You press the button to start your printer creating the latest masterpiece.
on the lcd is the error message MAXTEMP error
Nothing is happening.
You switch it off and back on – just in case, with a sinking feeling inside.
And this time the message comes up straight away.
What do you do, where do you turn to?
This does happen and it is worth being prepared for it.
I know, I had it when I really needed to get a print finished for a gift!!
That ended up being a ‘sorry it’s late’ gift!!
How is the temperature measured?
The controller reads the temperature of either the bed, if heated, or the hotend with a thermistor.
The thermistor is a device which changes resistance when a temperature change is applied to it.
If your controller sees an abnormally high temperature then it will flag an error and shut down the heating circuit.
The thermistor starts out at 100kR at 25C and when heated very quickly goes down in resistance, known as negative temperature coefficient (NTC). But follows a manufactured temperature curve.
A voltage is applied on the controller board to a 4.7kR resistor and the bottom end of this resistor is fed to the thermistor. The bottom end on the thermistor is grounded. So the junction between the two resistances will indicate the temperature of the thermistor.
The voltage is fed in to the controller on an analogue input pin and sampled.
Comparison to a lookup table gives an accurate result of the temperature.
So if I see MAXTEMP what do I do?
This error can be caused by a few things
the most likely are the thermistor wires shorted or
With fault one you need to switch off the printer and wait for the hotend or bed to cool.
Examine the thermistor leads, especially the insulation very close to the bead. If this has moved back it can cause the two leads to short out.
Why does this maxtemp error happen
Well the print head and the bed are moving and if the wires to the thermistor are not secured they will also move. This movement can cause friction between the insulation of both wires causing one or both to move. Continued movement will move the wires and can cause a temporary or permanent short.
With the software glitch, this may be cured by simply switching off and back on. At the very worst you will need to re-install the software into your printer.
How do I fix it.
If it is down to the insulation moving then readjustment of the insulation is all that is required. Isolating both wires will cure this fault.
If the wires are broken and shorted then unless there is enough wire visible to solder the break together you will need to replace the thermistor.
How do I replace the thermistor?
For the hotend you will need to remove the thermistor.
These can be glued or screwed to the metal heater block. If it is screwed you will need to carefully unscrew the screw holding the thermistor down. If it is glued you will need to carefully cut the thermistor away from the metal block.
In the picture you have 1 – grub screw
3 – solder joints
Check with the manufacturer for the correct thermistor, they have different curves and unless you want to change your software you need to match the thermistor characteristics. The characteristic you are looking for is the b or beta.

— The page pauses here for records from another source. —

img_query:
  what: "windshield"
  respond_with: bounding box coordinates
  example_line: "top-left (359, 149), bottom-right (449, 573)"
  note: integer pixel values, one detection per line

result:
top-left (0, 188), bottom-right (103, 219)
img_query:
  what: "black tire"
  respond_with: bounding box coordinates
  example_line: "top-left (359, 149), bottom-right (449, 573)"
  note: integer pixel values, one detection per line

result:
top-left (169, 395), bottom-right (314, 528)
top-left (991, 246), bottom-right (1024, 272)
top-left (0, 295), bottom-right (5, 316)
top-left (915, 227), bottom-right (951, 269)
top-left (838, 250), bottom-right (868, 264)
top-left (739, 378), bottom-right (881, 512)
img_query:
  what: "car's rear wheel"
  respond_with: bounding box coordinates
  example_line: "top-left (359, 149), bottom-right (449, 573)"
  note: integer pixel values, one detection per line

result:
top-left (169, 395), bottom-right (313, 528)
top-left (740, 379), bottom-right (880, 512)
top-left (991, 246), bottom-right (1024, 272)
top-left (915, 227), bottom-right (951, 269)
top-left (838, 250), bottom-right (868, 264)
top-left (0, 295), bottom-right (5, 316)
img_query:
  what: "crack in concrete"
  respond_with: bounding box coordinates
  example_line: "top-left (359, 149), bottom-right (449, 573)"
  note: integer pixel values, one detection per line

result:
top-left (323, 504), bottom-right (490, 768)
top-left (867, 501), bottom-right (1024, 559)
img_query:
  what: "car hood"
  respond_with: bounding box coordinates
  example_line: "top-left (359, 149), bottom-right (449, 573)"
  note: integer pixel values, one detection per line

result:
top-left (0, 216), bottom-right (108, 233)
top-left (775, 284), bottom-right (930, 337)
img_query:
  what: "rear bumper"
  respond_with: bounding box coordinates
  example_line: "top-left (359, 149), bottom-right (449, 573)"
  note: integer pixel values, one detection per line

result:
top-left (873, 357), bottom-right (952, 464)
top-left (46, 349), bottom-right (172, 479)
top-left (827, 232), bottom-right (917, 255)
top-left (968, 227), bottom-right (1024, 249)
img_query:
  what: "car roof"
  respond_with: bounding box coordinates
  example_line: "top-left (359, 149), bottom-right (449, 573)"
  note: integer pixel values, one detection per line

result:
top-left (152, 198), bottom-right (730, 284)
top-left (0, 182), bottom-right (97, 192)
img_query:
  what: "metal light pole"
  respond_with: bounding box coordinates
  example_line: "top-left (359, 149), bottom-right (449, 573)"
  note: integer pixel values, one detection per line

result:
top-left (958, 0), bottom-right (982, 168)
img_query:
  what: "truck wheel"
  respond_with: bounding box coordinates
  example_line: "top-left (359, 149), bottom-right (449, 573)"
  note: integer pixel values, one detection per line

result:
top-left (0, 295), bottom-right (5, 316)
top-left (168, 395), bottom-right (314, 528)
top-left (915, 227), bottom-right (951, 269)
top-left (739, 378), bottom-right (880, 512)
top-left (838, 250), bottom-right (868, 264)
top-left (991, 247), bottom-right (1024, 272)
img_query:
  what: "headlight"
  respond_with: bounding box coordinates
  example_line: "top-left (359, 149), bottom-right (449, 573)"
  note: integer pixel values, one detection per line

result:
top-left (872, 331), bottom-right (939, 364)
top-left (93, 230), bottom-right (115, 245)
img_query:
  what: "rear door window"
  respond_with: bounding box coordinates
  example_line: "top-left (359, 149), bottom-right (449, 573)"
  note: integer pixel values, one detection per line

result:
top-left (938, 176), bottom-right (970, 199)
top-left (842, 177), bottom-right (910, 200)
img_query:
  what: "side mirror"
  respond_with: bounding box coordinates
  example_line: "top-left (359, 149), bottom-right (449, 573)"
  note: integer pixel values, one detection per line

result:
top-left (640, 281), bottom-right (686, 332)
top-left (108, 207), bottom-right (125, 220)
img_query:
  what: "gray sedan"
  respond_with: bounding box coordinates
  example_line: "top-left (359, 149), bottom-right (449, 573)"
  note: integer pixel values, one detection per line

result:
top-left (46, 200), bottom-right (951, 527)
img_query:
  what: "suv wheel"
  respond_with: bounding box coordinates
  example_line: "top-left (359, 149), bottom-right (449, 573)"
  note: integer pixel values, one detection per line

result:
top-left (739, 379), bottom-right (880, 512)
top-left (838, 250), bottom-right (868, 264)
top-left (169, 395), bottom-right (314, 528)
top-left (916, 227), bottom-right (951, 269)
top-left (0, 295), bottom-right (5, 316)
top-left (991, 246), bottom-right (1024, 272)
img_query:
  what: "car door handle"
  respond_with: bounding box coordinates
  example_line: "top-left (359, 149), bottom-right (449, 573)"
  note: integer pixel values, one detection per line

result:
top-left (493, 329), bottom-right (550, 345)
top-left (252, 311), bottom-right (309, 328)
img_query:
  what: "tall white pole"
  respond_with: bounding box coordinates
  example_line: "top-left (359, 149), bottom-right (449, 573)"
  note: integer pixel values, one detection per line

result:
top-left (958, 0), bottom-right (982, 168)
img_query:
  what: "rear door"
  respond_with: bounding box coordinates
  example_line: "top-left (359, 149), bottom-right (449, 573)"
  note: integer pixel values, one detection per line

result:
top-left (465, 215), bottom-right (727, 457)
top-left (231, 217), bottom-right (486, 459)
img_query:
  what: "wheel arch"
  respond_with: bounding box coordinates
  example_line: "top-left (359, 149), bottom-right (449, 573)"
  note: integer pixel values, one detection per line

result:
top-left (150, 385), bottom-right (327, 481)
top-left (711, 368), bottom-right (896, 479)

When replacing the thermistor you need to be careful as the bead is made of glass. Don’t hold this end in pliers as you may break the glass.
You must solder the wires quickly to prevent the heat from the iron damaging the sensor. Keep the iron at least 6mm away from the sensor and only keep it on the lead for about 2 seconds.
Make sure the insulation goes right up to the bead before replacing.
When replacing with glue make sure the insulation is right up to the bead and the wires will not short out on the block.
Once you have replaced it, it is a good idea to test the heating before going into a print.
Use the preheat PLA to get the hotend up to about 180C and stabilised.
Make sure the temperature stays within a couple of degrees over a 5 minute time period.
Wiggle the wires to ensure that they will not short when printing.
For the build platform, the thermistor is normally stuck down with kapton tape.
unpeel the tape – touching as little of the glue side as possible to reuse the tape.
Make sure the leads are not shorted, push the insulation up to the glass bead.
Ther are some heated build platforms which have the thermistor soldered to traces close to the middle of the board, in this case unsolder the thermistor and replace, the device is not polarised, can only be connected one way round. It doesn’t matter which lead goes to which trace.
Good luck with sorting this problem out.
It is worth keeping a couple of these in stock, so if this error does come up then you are not stuck for a few days or weeks until the new one arrives.